I did cv = 10 for Question 5 and got GB outperforming RF each of the 10 times. I also notice the balanced accuracy scores were much closer than the answer’s.
Here is what I did:
from sklearn.ensemble import GradientBoostingClassifier
from sklearn.ensemble import RandomForestClassifier
gradientboost = GradientBoostingClassifier(n_estimators = 300)

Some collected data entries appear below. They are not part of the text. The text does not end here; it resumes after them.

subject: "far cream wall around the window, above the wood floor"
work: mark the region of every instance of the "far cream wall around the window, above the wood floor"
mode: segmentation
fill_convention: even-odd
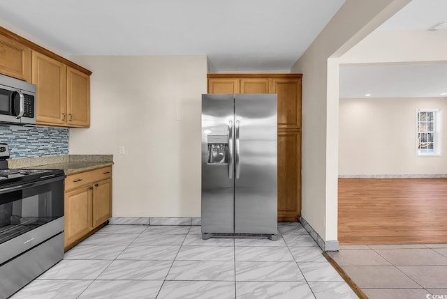
[[[416,109],[441,109],[440,157],[416,155]],[[339,174],[447,174],[447,98],[339,100]]]

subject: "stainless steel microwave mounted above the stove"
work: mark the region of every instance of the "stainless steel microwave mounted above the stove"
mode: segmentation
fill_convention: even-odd
[[[36,85],[0,75],[0,123],[36,124]]]

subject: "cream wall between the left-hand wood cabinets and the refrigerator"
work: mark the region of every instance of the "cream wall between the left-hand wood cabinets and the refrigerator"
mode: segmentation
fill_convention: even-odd
[[[70,59],[93,72],[91,128],[70,129],[70,153],[114,155],[112,215],[200,217],[207,57]]]

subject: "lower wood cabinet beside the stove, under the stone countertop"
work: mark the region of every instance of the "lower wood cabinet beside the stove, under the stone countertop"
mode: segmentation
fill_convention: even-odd
[[[112,167],[67,176],[64,205],[68,250],[112,216]]]

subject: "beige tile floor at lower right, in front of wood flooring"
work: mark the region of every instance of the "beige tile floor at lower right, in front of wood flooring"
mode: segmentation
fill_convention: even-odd
[[[328,254],[369,299],[447,298],[447,244],[344,245]]]

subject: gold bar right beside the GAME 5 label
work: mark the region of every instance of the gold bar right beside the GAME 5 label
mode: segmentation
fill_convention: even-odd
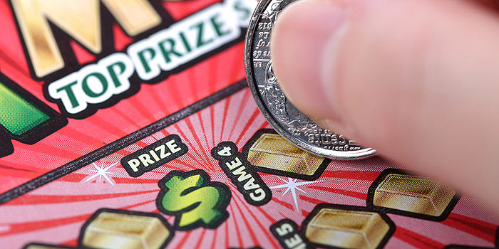
[[[378,247],[389,230],[378,213],[323,208],[310,220],[305,236],[320,245],[371,249]]]

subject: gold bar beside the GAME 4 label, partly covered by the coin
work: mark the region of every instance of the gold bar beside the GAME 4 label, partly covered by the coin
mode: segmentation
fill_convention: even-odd
[[[278,134],[264,133],[249,148],[248,161],[254,166],[312,176],[324,157],[304,152]]]

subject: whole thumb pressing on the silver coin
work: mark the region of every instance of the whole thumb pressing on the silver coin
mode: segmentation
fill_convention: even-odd
[[[303,0],[274,72],[322,127],[499,211],[499,18],[465,1]]]

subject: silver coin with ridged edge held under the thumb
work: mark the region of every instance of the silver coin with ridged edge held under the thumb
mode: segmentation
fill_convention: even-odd
[[[277,15],[295,0],[260,0],[245,41],[245,67],[254,100],[269,124],[284,138],[307,152],[334,159],[359,159],[376,151],[363,148],[329,129],[319,127],[284,96],[272,70],[270,34]]]

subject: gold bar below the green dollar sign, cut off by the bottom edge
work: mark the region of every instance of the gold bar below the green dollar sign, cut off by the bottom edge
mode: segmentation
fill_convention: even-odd
[[[100,213],[83,232],[90,248],[160,248],[170,231],[159,218],[125,213]]]

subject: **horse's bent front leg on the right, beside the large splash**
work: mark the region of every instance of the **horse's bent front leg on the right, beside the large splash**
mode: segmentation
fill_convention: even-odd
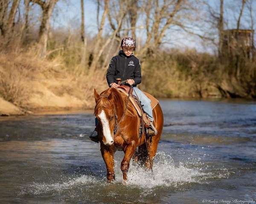
[[[130,144],[128,144],[125,148],[125,156],[124,159],[121,162],[121,170],[123,173],[123,179],[126,181],[127,180],[127,172],[130,166],[130,160],[132,158],[132,156],[134,155],[134,152],[136,150],[136,144],[135,142],[131,142]]]

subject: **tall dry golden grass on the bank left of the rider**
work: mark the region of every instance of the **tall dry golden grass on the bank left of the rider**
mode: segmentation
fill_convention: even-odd
[[[33,111],[93,108],[93,88],[107,88],[104,71],[88,76],[61,56],[39,59],[33,48],[1,54],[0,74],[0,96]]]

randomforest = RandomForestClassifier(n_estimators = 300)
gb_mean_list = []
rf_mean_list = []
for i in range(0, 10):
    gb_score = cross_val_score(gradientboost, 
                                data, target,
                                cv = 10,
                                scoring = "balanced_accuracy",
                                n_jobs = 2)
    
    gb_mean_list.append(gb_score.mean())
    
    rf_score = cross_val_score(randomforest, 
                                data, target,
                                cv = 10,
                                scoring = "balanced_accuracy",
                                n_jobs = 2)
    
    rf_mean_list.append(rf_score.mean())
It also turns out that using cv = 10 produces a lower balanced accuracy of ~0.53 whereas the answer had balanced accuracies of around 0.59 - 0.61.
Because of this, I am not sure why Question 6 says HistGradientBoostingClassifier performs the best, as ~0.58 is lower than what was achieved in the previous question by both GB and RF?